I'm in the same camp.  As much as I love Stowe and Sugarbush, the Fox44 covers me for VT at a much cheaper cost per visit.  I wish NH had something similar as I doubt I do much skiing in VT next season.   Of course right now I'm basking in the glow of an incredible day at Wildcat and want to dive right back into a granite pass.


----------



## bdfreetuna (Feb 23, 2015)

I'd like to get a Fox44 next year. And maybe just a single Ski Vermont 5 pack. Would be nice to check out some NH and NY areas without paying full price.


----------



## gmcunni (Feb 23, 2015)

bromley with a lot of snow on a sunny day - can't be beat.


----------



## Abominable (Feb 23, 2015)

gmcunni said:


> bromley with a lot of snow on a sunny day - can't be beat.

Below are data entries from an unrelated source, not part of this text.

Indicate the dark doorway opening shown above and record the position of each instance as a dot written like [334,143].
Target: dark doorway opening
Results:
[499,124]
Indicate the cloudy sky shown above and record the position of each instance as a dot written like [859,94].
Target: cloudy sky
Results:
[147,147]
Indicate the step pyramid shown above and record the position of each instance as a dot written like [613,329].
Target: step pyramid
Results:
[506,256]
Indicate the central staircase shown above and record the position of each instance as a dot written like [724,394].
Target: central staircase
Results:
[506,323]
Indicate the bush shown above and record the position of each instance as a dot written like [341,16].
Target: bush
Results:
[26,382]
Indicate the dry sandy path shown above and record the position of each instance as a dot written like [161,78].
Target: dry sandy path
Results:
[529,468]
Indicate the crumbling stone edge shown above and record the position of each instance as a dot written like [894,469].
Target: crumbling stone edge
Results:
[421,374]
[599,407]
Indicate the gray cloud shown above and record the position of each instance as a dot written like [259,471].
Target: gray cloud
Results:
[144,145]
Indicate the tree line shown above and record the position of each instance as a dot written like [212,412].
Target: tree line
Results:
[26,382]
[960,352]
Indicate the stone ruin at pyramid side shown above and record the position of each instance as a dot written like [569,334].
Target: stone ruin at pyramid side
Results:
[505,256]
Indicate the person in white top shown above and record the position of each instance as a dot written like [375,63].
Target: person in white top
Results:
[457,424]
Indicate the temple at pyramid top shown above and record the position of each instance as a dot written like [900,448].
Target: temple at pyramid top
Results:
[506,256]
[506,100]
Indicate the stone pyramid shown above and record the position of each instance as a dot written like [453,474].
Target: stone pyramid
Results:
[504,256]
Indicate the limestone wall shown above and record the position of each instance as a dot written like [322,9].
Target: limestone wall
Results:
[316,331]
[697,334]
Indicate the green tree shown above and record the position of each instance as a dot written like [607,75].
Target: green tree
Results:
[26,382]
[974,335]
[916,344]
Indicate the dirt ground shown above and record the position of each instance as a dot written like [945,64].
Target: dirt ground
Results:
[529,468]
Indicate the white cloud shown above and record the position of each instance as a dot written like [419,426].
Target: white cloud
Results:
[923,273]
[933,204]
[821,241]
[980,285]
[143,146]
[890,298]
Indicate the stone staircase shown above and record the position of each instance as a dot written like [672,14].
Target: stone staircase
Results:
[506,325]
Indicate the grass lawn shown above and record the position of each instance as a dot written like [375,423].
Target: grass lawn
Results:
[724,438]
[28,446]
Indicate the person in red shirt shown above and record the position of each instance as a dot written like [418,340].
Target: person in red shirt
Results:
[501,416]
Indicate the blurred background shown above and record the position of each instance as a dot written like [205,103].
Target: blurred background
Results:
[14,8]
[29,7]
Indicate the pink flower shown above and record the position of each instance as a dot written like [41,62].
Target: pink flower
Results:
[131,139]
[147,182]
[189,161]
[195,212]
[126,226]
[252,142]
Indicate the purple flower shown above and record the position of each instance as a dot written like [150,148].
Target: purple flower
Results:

I was down in CT when that sun came out, and as much fun as I was having, I was thinking of the Sun Mountain.  Jealous!

Here's to a long spring season!


----------



## gmcunni (Feb 23, 2015)

Abominable said:


> Here's to a long spring season!


:beer:


----------



## deadheadskier (Feb 24, 2015)

Apparently Paul McCartney is a fan of Bromley.  He was skiing there yesterday then had dinner at Hapgood General Store.

https://www.facebook.com/JJHapgood/...0887439955827/936467959731100/?type=1&theater


----------



## MadMadWorld (Feb 24, 2015)

Looks like it was a bump fest for you. Glad to see you picked up the camera to snap a pic when you saw David falling. It's in the father handbook I think.


----------



## marcski (Feb 26, 2015)

Cool. I haven't been to Bromely in about 7-8 years.  Looks like a great day at one of the oldest ski areas in the country!


----------